The CCTV was scrapped in the town five years ago following a cost-cutting move by Ceredigion council.

Work is due to start this month with 10 state-of-the-art cameras, Dyfed Powys Police and Crime Commissioner Dafydd Llywelyn have confirmed. The system was removed in 2014, despite strong opposition.

Rising crime rates and falling conviction rates, has seen a call for the reinstatement of the system ever since its removal.

Ceredig Davies, Aberystwyth Councillor has said: “Switching off the town’s CCTV cameras was a retrograde step, and as the councillor in whose ward all the cameras are located I looked forward to them being reinstated.

“I have had numerous conversations with the Police and Crime Commissioner, Dafydd Llywelyn, on the matter and on behalf of residents and visitors to the town I applaud him on keeping his election pledge.”

When Dafydd Llewelyn took over from Christopher Salmon as Police and Crime Commissioner, he mad a key campaign pledge to return the CCTV to the town. Speaking on the reinstatement he said he was “very pleased” to stick to his promise.

He added “Aberystwyth is a busy town within the Dyfed Powys Police force area where CCTV is required to safeguard communities and assist in investigations.

“Crime mapping analysis has identified 10 locations for cameras for the town that I am delighted that work is to begin there very soon.

“A project of this nature is very intricate and complex. The CCTV project team is working team is working hard to keep the project moving along as swiftly as possible.

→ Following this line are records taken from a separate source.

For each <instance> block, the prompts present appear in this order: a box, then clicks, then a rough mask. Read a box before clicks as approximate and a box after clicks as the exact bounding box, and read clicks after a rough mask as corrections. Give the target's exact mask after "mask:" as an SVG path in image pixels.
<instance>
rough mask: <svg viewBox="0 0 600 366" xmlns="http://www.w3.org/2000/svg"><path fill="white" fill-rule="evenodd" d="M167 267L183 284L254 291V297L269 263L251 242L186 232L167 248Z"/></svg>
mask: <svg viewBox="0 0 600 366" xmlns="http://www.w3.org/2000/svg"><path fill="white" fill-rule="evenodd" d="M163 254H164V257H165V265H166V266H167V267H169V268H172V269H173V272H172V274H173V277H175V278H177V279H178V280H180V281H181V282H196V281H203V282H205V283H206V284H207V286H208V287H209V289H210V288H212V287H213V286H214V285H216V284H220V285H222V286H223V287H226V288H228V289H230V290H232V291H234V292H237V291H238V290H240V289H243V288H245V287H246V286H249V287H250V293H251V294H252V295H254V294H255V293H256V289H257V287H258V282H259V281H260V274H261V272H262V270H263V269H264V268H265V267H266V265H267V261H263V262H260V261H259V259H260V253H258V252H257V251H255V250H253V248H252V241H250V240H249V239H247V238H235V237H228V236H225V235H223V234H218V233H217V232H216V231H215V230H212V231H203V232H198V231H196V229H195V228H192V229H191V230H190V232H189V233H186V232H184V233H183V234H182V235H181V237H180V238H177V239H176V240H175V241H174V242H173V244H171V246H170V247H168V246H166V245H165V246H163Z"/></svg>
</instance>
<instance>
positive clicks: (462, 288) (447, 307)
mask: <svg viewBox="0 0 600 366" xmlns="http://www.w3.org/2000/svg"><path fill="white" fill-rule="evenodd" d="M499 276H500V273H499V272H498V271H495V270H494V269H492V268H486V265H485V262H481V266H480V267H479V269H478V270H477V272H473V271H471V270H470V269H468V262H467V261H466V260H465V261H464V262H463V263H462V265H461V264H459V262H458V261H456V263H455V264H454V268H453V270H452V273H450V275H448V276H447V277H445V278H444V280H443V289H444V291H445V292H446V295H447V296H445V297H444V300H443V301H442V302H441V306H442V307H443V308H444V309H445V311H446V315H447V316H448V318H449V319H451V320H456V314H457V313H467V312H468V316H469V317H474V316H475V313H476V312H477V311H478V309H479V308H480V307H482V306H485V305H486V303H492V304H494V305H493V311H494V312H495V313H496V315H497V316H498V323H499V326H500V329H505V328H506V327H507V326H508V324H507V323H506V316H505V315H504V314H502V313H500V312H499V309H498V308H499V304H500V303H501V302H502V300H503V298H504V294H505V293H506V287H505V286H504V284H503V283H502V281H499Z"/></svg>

“Work starting in Aberystwyth marks the halfway point of the project.”

The removal of the old CCTV system is said to have saved Ceredigion council £150,000 a year.

The new CCTV system set to start in Aberystwyth is part of a larger project, which will see 120 cameras in 17 towns across the region by completion.

The images will be fed directly to a monitoring room at Dyfed Powys Police headquarters Llangunnor, Carmarthenshire where they will be monitored by dedicated staff.

Marie McAvoy, project manager said: “I am grateful to the team I work with for their continued determination to ensure this project is delivered for the benefit of the communities we serve.

“I am also grateful to Ceredigion County Council and North and Mid Wales Trunk Road Agency for their assistance and support in ensuring that this reinvestment in CCTV in Aberystwyth is delivered.”

Mark Collins, Chief Constable said: “I’m confident the system will prove to be an invaluable asset in preventing crime and responding to emerging incidents swiftly before they escalate.

“Evidence from the CCTV cameras will also no doubt prove an important investigative tool for officers.”